Microstructural evolution of Super304H stainless steel during high-temperature creep rupture

Abstract

This study is aimed to explore the microstructural evolution of Super304H stainless steel during long-term creep. Creep-rupture specimens of this steel are analyzed via microhardness measurement, metallographic structure observation, X-ray diffraction, transmission electron microscopy, scanning electron microscopy, and energy-dispersive spectroscopy. The results show that the matrix structure of the steel was stable during high-temperature stress-rupture test without grain growth. Twin boundaries in austenite gradually disappeared with the prolongation of time, which process was accelerated at higher temperatures. The steel hardness sharply increased in the initial stage of high-temperature stress-rupture test due to the second-phase precipitation, and then gradually dropped with time, due to the coarsening of precipitates.
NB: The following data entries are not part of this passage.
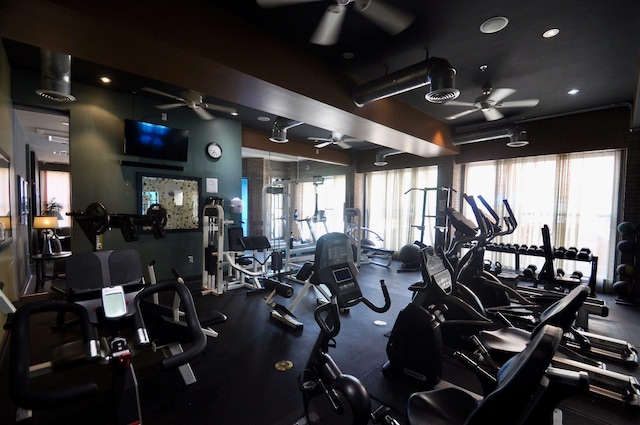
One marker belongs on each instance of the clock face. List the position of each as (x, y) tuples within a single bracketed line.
[(214, 150)]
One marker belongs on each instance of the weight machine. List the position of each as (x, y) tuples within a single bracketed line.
[(95, 220), (366, 250), (278, 216)]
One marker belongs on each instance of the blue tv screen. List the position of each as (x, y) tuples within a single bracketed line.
[(155, 141)]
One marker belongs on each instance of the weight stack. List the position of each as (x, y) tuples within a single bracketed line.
[(627, 286)]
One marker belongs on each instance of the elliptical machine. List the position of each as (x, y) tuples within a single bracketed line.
[(330, 396)]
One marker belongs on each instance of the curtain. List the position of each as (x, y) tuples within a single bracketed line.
[(395, 202), (576, 195)]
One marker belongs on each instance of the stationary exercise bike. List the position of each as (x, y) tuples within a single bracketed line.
[(330, 396), (109, 302)]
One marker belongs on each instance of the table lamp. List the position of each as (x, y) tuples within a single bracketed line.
[(45, 223)]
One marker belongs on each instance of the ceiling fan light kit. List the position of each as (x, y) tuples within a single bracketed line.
[(437, 72), (280, 127), (193, 100)]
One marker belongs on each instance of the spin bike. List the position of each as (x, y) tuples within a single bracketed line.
[(330, 396)]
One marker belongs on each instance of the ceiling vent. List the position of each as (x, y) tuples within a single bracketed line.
[(280, 127), (516, 135), (55, 80), (434, 71)]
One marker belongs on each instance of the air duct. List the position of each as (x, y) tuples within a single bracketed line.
[(55, 79), (516, 135), (382, 154), (437, 72), (280, 127)]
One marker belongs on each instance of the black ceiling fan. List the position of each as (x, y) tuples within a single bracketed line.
[(193, 100), (489, 103), (336, 139), (388, 17)]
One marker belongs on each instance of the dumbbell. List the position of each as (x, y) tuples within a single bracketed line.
[(530, 271), (559, 252)]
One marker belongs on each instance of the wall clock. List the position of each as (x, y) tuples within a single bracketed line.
[(214, 150)]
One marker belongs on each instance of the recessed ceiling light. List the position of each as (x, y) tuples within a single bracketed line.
[(493, 25), (517, 143)]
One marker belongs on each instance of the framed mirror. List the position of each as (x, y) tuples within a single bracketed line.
[(5, 201), (180, 195)]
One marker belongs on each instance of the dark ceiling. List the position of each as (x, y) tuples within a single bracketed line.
[(596, 52)]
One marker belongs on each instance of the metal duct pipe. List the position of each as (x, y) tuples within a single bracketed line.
[(55, 77), (381, 156), (484, 135), (280, 127), (435, 71)]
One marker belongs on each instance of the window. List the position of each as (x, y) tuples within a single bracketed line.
[(57, 188), (576, 195), (394, 210)]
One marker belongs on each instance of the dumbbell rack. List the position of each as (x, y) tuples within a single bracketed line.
[(627, 286), (593, 259)]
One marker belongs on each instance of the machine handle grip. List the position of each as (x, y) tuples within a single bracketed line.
[(19, 358), (329, 323), (177, 275), (199, 341), (387, 300)]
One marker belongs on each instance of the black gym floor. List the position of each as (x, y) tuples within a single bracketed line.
[(238, 382)]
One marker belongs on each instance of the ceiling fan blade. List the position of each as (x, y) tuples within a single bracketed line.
[(161, 93), (492, 114), (525, 103), (498, 95), (202, 113), (278, 3), (459, 103), (328, 29), (387, 17), (170, 105), (219, 108), (460, 114)]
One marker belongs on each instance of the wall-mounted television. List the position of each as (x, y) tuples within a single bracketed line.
[(155, 141)]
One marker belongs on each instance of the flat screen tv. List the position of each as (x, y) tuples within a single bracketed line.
[(148, 140)]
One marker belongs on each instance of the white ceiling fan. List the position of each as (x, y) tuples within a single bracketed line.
[(336, 139), (389, 18), (193, 100), (489, 103)]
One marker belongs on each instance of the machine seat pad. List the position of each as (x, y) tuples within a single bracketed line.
[(507, 340), (68, 355), (435, 407)]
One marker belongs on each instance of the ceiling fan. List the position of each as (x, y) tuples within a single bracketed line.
[(489, 103), (389, 18), (336, 139), (191, 99)]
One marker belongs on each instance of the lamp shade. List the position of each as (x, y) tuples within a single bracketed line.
[(45, 222)]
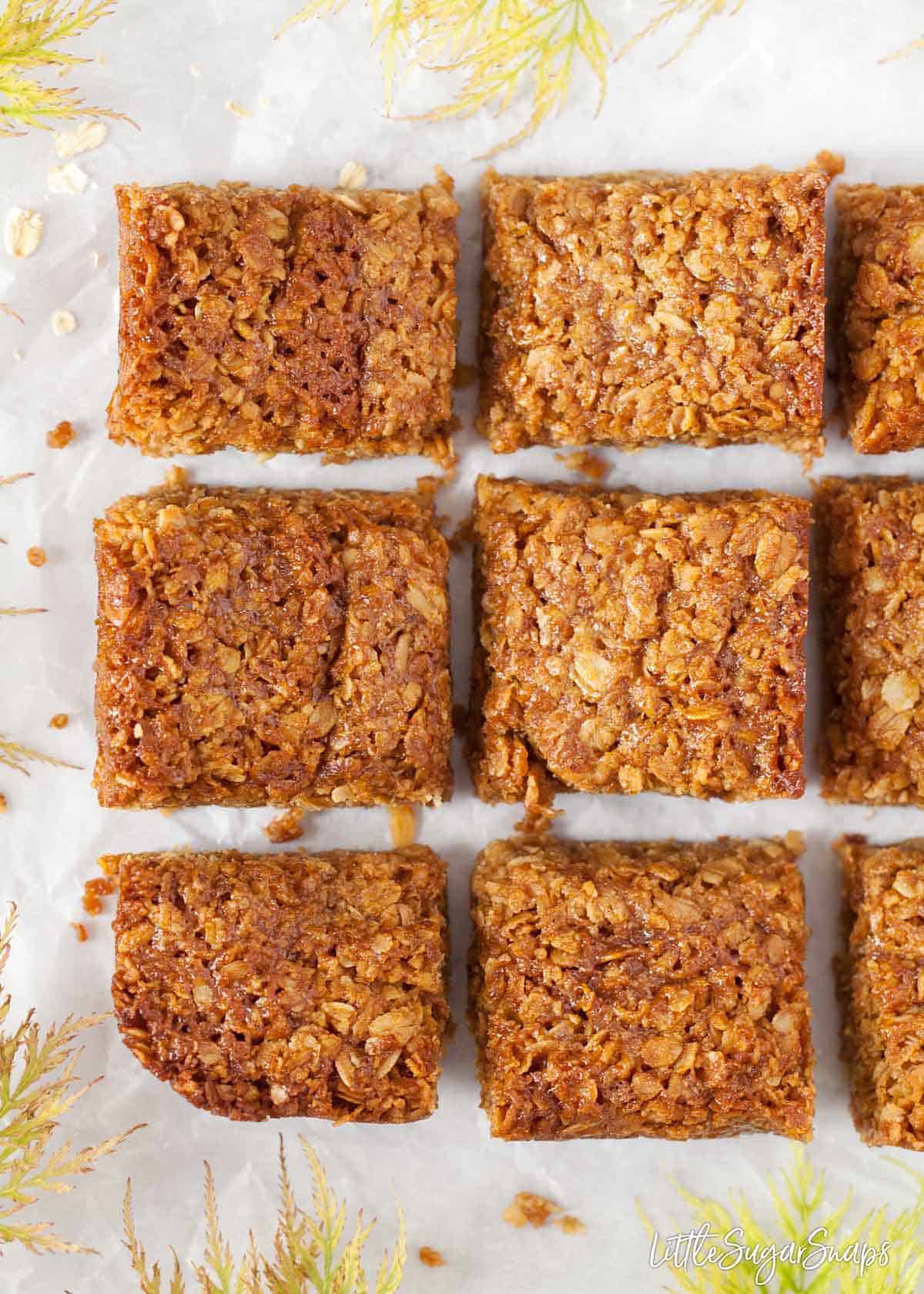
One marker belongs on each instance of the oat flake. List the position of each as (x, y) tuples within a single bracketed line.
[(62, 323), (22, 232), (82, 139), (68, 179), (352, 176)]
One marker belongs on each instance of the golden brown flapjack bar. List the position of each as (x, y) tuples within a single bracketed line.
[(641, 308), (286, 320), (641, 989), (879, 289), (283, 647), (270, 985), (638, 642)]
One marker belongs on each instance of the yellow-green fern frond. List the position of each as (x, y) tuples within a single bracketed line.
[(16, 756), (701, 11), (912, 49), (32, 35), (310, 1254), (38, 1090)]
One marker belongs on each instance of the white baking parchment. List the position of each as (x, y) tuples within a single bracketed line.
[(774, 83)]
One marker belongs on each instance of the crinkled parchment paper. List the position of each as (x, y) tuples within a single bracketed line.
[(774, 85)]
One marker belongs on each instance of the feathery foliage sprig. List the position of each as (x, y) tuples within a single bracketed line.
[(32, 34), (802, 1214), (38, 1088), (500, 45), (310, 1254), (912, 49)]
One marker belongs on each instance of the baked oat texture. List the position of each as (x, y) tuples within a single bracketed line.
[(286, 320), (637, 642), (272, 647), (271, 985), (871, 551), (880, 980), (641, 989), (879, 287), (637, 308)]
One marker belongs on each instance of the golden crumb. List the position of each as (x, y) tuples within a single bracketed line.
[(462, 536), (93, 893), (570, 1225), (587, 464), (175, 478), (60, 437), (831, 163), (403, 826), (285, 826), (531, 1209)]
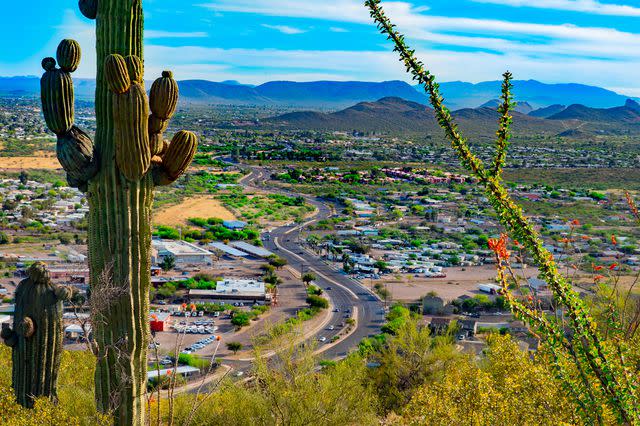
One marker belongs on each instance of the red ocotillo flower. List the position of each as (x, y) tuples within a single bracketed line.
[(499, 247)]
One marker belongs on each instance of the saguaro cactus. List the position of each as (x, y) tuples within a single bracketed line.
[(118, 172), (36, 337)]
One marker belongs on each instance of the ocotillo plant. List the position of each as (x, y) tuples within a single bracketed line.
[(36, 337), (118, 171), (594, 369)]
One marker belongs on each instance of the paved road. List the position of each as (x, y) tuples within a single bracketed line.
[(345, 294)]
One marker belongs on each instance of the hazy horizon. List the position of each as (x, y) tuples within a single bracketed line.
[(253, 41)]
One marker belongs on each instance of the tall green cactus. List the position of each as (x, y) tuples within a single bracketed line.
[(118, 173), (36, 337)]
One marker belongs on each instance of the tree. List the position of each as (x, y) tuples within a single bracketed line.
[(23, 177), (277, 261), (507, 377), (317, 301), (308, 277), (240, 319), (168, 263), (234, 347), (595, 366), (116, 172), (4, 238)]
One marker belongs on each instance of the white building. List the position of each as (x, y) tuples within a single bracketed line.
[(233, 291), (183, 252)]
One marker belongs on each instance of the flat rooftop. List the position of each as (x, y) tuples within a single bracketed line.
[(179, 248)]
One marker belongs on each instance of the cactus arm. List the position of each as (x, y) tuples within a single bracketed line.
[(163, 100), (26, 327), (9, 336), (130, 115), (74, 147), (89, 8), (176, 158)]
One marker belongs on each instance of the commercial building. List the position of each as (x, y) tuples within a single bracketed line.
[(233, 291), (251, 249), (158, 322), (183, 252)]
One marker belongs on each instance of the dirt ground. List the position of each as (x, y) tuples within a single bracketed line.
[(204, 207), (291, 297), (47, 161), (457, 283)]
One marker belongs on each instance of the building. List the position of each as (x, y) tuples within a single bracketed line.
[(234, 224), (233, 291), (489, 288), (226, 249), (159, 321), (184, 371), (432, 305), (251, 249), (76, 332), (439, 325), (183, 252), (537, 284)]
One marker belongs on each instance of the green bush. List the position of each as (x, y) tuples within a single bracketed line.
[(317, 301)]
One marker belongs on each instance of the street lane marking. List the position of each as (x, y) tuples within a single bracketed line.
[(347, 289)]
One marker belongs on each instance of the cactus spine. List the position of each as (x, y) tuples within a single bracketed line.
[(75, 148), (36, 337), (119, 189)]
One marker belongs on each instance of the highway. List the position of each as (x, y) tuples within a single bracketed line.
[(345, 293)]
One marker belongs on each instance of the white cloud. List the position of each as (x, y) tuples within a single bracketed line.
[(586, 6), (491, 34), (335, 10), (285, 29), (150, 34)]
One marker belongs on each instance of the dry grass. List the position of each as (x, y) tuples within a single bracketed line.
[(203, 206), (44, 162)]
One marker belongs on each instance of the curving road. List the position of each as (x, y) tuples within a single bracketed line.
[(345, 294)]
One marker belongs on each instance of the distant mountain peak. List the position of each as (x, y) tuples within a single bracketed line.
[(630, 103), (521, 107)]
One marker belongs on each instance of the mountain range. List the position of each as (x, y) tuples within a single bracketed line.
[(392, 114), (321, 95)]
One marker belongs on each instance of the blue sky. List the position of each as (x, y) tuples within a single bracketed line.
[(253, 41)]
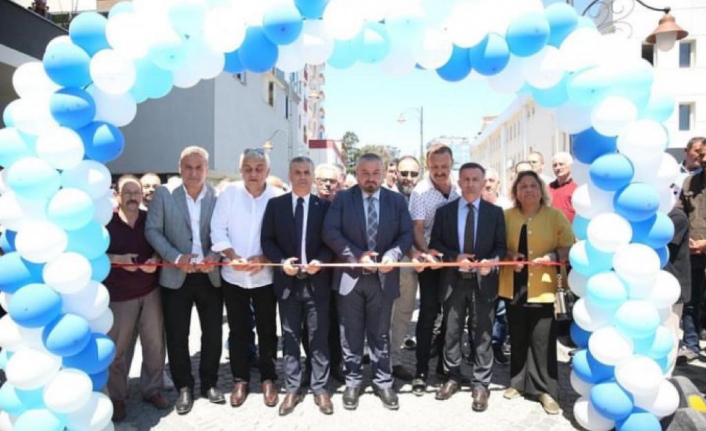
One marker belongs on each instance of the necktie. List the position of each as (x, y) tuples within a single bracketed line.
[(299, 225), (469, 234), (372, 223)]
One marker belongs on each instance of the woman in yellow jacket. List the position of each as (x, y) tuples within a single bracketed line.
[(538, 233)]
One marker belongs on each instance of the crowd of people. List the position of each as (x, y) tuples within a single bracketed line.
[(260, 249)]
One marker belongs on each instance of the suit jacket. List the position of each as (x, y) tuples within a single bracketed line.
[(490, 243), (279, 242), (168, 229), (345, 233)]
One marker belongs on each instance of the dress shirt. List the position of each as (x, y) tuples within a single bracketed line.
[(194, 207), (304, 260), (462, 215), (236, 224)]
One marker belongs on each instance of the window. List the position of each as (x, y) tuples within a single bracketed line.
[(686, 54), (686, 113), (648, 52)]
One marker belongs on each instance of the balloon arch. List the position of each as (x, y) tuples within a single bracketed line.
[(65, 126)]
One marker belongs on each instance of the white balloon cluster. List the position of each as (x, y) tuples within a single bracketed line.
[(55, 197)]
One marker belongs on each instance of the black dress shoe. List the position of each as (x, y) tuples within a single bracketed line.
[(350, 398), (185, 401), (388, 398), (214, 395)]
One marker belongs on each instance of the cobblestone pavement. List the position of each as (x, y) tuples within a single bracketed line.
[(415, 413)]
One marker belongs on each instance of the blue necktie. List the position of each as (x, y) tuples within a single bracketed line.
[(372, 224), (299, 226)]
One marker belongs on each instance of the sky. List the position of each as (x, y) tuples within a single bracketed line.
[(366, 100)]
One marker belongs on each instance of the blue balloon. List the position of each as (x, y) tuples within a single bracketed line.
[(611, 401), (528, 34), (639, 421), (72, 107), (7, 243), (579, 336), (100, 268), (95, 358), (656, 231), (40, 420), (562, 20), (372, 43), (35, 305), (12, 146), (91, 241), (67, 65), (636, 202), (589, 369), (151, 81), (611, 172), (580, 226), (590, 145), (87, 30), (99, 380), (637, 319), (344, 54), (663, 253), (606, 291), (16, 272), (67, 336), (491, 55), (458, 67), (588, 261), (102, 141), (121, 7), (551, 97), (257, 53), (311, 9), (282, 24)]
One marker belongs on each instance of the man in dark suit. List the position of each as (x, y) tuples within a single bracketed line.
[(364, 222), (456, 234), (291, 234), (178, 227)]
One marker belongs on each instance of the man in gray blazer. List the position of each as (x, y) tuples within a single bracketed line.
[(362, 223), (178, 227)]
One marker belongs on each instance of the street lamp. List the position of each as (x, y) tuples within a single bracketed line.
[(420, 112), (664, 36), (267, 145)]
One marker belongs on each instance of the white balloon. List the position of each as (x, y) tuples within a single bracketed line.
[(68, 273), (94, 415), (636, 263), (611, 116), (116, 109), (102, 323), (608, 232), (609, 346), (30, 79), (90, 302), (587, 416), (90, 176), (544, 69), (61, 147), (661, 403), (639, 375), (68, 391), (224, 29), (435, 49), (41, 241), (29, 369)]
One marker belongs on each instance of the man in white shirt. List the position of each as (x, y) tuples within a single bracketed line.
[(235, 233)]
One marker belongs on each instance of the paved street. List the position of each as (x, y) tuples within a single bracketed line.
[(415, 413)]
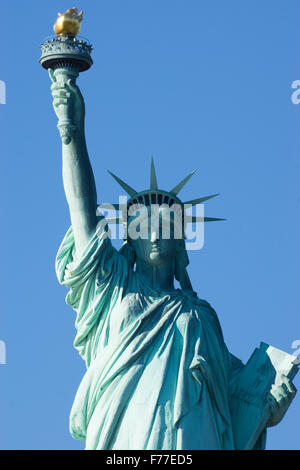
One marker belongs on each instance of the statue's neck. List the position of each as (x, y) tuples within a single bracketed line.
[(160, 277)]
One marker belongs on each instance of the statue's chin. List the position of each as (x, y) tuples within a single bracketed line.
[(155, 259)]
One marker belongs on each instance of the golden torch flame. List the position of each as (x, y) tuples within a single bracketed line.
[(68, 22)]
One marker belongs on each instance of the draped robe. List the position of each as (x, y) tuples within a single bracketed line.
[(159, 375)]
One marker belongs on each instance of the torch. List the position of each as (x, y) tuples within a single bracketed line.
[(64, 56)]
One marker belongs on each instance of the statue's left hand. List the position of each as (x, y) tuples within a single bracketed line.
[(280, 398)]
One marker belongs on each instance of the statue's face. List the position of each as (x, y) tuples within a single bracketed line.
[(153, 248)]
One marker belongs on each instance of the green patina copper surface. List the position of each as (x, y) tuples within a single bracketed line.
[(159, 375)]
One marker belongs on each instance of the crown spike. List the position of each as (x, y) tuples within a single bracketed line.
[(114, 220), (194, 202), (109, 206), (153, 179), (180, 185), (129, 190)]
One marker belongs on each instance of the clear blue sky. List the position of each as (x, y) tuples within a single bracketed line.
[(197, 84)]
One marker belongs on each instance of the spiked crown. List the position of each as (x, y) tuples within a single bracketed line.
[(154, 195)]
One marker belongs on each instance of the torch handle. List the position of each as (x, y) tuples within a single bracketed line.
[(66, 124)]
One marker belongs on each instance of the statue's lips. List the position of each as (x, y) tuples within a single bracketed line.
[(155, 248)]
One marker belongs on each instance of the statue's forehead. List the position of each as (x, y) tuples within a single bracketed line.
[(154, 213)]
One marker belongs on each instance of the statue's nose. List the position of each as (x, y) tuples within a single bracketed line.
[(154, 235)]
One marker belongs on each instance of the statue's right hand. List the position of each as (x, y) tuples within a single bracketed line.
[(67, 99)]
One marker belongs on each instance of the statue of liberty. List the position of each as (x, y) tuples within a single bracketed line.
[(159, 375)]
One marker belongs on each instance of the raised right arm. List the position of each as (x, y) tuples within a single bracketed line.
[(78, 178)]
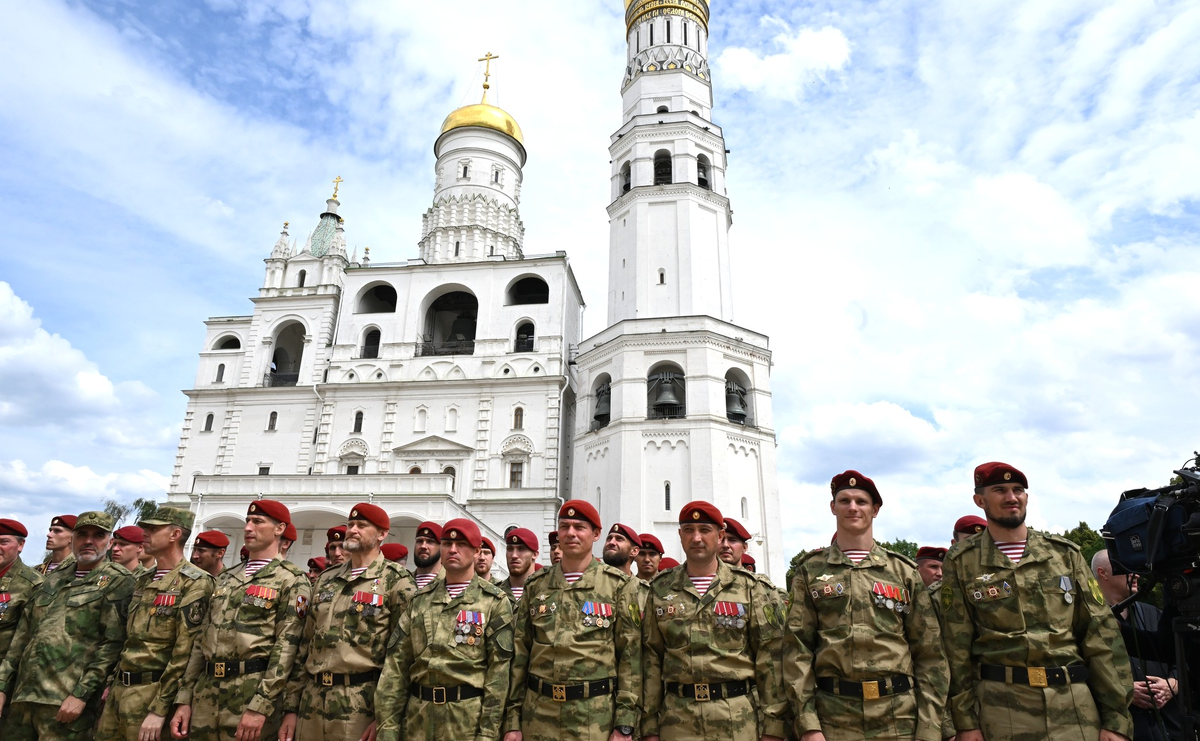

The Cu-rich phase and secondary Nb(C,N) with the size less than 50 nm, and M23C6 were the main precipitated phases in the high-temperature stress-rupture test. This allowed the steel under study to retain a high stress-rupture limit due to the precipitation-strengthening effect. The microstructure aging resulted in the formation of M23C6 chain at the grain boundary and coarsening of M23C6 and primary Nb(C,N) in grains. With the coarsening of precipitated phases, hardness and stress-rupture limit of Super304H stainless steel decreased.